Une campagne de Russie que l'on a trop tendance à résumer entre les deux franchissements du Niémen en juin à l'aller et décembre au retour , alors que pour les combattants la campagne ne se termine qu'à Paris en 1814 . La population parisienne découvre alors sur les Champs Elysées ces étranges cavaliers venus d'Orient . comment en est on arrivé là ?
Le cheval , à l'époque , supporte toutes les fonctions actuelles : du char d'assaut , du camion , de l'avion , de l'artillerie mécanisée ., il est l'élément essentiel à toute guerre terrestre , assurant ; la reconnaissance , le choc , la poursuite . Certainement la vraie raison de la défaite de Napoléon .
La Russie bénéficie d'une supériorité écrasante en matiére de cavalerie légére , celle ci va contribuer à l'anéantissement de la Grande Armée en la privant de nourriture et de repos au retour comme en la harcelant et l'épuisant à l'aller .
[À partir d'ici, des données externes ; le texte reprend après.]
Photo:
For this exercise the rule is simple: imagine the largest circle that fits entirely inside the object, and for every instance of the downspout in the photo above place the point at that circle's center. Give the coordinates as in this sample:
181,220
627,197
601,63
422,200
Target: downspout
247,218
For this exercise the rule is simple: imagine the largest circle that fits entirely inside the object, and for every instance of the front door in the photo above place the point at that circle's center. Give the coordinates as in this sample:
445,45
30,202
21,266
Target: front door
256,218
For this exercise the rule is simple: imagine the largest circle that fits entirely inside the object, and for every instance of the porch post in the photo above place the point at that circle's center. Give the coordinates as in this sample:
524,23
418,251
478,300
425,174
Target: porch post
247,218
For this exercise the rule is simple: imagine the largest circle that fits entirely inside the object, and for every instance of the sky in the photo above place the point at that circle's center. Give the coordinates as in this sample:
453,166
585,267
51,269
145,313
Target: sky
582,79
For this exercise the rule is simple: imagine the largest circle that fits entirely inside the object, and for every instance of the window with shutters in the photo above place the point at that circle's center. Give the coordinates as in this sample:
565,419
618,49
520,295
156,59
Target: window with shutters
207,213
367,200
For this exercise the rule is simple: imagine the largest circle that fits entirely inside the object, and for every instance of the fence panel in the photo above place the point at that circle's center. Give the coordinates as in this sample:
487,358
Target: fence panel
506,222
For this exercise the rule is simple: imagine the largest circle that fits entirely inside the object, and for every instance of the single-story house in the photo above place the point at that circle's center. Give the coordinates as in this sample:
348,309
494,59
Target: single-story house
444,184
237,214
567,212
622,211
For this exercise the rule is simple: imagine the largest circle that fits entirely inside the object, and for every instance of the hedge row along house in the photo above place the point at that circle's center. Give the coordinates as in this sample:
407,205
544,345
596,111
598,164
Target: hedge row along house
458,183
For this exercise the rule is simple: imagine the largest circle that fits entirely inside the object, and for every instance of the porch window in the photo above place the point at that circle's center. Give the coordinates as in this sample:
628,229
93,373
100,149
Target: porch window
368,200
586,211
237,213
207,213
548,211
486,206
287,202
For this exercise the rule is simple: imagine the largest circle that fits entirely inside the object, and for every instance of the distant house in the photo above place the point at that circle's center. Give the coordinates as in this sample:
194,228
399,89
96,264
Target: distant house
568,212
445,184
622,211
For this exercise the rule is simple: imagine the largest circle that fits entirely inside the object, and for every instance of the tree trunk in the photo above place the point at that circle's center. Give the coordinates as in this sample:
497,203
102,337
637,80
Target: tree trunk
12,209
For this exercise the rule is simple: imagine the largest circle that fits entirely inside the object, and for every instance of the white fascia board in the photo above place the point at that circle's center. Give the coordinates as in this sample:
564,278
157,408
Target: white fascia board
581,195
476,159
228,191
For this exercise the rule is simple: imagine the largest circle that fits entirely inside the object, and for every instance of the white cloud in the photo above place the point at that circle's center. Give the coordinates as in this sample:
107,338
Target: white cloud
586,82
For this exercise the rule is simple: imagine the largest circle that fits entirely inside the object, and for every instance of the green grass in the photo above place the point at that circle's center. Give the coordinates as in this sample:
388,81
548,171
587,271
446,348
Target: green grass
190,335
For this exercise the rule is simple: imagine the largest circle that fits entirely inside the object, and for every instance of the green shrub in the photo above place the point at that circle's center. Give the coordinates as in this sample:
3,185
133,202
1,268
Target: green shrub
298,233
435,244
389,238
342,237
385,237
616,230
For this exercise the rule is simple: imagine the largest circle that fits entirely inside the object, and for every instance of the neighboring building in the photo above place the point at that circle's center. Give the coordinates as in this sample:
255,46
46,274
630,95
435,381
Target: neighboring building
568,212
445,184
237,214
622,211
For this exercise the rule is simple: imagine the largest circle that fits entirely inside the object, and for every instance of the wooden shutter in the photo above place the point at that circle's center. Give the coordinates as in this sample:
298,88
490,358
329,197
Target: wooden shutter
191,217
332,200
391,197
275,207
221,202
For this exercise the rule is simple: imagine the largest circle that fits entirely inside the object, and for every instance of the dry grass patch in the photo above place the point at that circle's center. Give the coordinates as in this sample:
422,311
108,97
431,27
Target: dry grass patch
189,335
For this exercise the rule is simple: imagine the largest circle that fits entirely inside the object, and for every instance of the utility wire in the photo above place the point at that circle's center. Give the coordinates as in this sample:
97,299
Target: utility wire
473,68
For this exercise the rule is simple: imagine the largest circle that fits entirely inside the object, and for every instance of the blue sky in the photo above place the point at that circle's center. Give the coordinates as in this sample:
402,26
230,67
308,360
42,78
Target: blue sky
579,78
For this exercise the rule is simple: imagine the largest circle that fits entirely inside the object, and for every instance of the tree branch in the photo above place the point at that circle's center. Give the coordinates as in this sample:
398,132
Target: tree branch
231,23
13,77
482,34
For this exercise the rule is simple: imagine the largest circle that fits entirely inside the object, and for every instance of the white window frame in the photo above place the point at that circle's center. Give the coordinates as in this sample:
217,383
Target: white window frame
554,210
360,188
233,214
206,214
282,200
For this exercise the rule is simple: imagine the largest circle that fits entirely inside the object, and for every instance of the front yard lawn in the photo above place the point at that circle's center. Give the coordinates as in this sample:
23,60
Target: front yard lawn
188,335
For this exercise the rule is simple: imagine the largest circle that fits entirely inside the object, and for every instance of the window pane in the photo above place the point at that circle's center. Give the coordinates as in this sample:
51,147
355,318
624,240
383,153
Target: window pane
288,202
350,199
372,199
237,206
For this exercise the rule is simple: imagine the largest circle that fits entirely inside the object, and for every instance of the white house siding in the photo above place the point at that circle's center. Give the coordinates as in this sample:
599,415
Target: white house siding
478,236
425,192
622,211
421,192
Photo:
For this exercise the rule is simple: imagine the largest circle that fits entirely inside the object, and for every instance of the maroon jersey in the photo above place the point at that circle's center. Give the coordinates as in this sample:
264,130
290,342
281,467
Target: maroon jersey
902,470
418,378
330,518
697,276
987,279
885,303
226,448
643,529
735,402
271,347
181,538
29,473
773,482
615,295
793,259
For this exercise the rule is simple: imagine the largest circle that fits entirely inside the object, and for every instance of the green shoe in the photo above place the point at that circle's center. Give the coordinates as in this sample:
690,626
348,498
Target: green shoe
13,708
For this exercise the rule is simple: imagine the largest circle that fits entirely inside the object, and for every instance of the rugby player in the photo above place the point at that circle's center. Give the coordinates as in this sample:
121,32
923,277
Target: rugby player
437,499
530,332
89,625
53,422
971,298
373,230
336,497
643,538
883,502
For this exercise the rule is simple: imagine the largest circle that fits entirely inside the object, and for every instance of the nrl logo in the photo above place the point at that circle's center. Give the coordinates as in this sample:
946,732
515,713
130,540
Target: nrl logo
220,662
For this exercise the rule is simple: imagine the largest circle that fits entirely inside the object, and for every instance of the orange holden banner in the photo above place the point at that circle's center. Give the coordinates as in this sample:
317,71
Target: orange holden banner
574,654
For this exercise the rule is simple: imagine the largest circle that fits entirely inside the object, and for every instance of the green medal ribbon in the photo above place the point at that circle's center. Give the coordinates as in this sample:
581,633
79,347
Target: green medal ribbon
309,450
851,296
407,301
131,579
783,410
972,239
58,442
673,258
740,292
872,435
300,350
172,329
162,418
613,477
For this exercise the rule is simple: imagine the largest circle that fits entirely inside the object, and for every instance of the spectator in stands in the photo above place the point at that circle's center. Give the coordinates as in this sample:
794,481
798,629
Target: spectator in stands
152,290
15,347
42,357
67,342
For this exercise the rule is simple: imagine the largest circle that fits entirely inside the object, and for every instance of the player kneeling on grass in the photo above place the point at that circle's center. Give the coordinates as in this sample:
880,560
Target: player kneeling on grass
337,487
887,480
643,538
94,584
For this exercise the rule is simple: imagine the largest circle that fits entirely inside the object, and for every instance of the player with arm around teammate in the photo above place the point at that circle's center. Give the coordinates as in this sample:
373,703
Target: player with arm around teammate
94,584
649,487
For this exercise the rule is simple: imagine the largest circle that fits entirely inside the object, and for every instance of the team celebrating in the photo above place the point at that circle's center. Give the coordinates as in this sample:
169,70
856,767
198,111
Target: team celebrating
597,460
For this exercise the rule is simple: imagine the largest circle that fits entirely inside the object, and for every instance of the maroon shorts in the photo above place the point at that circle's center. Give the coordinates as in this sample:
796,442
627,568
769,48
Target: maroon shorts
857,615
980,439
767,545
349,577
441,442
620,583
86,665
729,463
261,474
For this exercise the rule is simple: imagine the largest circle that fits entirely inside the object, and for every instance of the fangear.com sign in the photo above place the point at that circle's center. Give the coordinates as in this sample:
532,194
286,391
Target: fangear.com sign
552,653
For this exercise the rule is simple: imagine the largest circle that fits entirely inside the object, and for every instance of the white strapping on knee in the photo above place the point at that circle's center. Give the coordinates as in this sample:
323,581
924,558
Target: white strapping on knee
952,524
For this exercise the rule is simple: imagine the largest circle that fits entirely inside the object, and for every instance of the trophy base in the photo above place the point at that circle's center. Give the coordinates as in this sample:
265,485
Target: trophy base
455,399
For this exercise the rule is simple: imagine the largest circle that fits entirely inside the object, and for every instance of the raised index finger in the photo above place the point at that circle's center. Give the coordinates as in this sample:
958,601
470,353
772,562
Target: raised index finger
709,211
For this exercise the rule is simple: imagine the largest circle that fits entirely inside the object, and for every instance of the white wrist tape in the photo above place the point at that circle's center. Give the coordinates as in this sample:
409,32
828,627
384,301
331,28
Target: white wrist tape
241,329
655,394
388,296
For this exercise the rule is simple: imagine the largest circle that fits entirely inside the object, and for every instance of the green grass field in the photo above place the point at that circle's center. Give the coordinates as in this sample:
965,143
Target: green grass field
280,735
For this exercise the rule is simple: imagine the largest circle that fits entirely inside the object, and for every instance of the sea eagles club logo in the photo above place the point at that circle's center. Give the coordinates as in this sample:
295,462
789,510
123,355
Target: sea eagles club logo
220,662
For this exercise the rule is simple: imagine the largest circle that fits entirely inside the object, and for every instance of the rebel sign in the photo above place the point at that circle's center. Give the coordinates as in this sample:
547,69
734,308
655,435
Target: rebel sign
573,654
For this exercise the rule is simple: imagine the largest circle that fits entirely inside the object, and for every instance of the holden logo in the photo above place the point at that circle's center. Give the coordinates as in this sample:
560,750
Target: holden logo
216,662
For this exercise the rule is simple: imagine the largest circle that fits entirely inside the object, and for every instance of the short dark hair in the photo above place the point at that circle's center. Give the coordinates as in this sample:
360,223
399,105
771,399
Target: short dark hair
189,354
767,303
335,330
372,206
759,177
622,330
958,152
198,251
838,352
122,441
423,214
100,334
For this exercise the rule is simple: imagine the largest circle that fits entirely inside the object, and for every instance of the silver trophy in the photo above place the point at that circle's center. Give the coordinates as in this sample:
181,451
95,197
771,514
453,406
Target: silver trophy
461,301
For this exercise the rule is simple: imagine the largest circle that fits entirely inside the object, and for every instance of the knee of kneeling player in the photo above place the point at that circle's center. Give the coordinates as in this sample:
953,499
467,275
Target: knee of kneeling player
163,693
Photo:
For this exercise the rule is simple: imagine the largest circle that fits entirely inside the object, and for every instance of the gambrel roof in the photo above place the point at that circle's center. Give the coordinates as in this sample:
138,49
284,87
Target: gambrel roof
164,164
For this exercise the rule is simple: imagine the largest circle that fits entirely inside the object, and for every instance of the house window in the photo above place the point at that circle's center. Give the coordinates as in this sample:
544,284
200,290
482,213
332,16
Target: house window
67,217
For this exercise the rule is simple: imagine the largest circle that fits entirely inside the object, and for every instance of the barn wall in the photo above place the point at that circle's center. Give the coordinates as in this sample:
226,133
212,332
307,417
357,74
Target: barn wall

Napoléon perd pratiquement tous ses hommes mais il perd surtout tous ses chevaux en Russie , il pourra remplacer les premiers mais jamais les seconds .en 1813 les victoires ne pourront être décisives faute de cavalerie et ce jusqu'à la défaite finale .
Visiblement les Russes ont mieux géré et préservé leurs régiments de cavalerie .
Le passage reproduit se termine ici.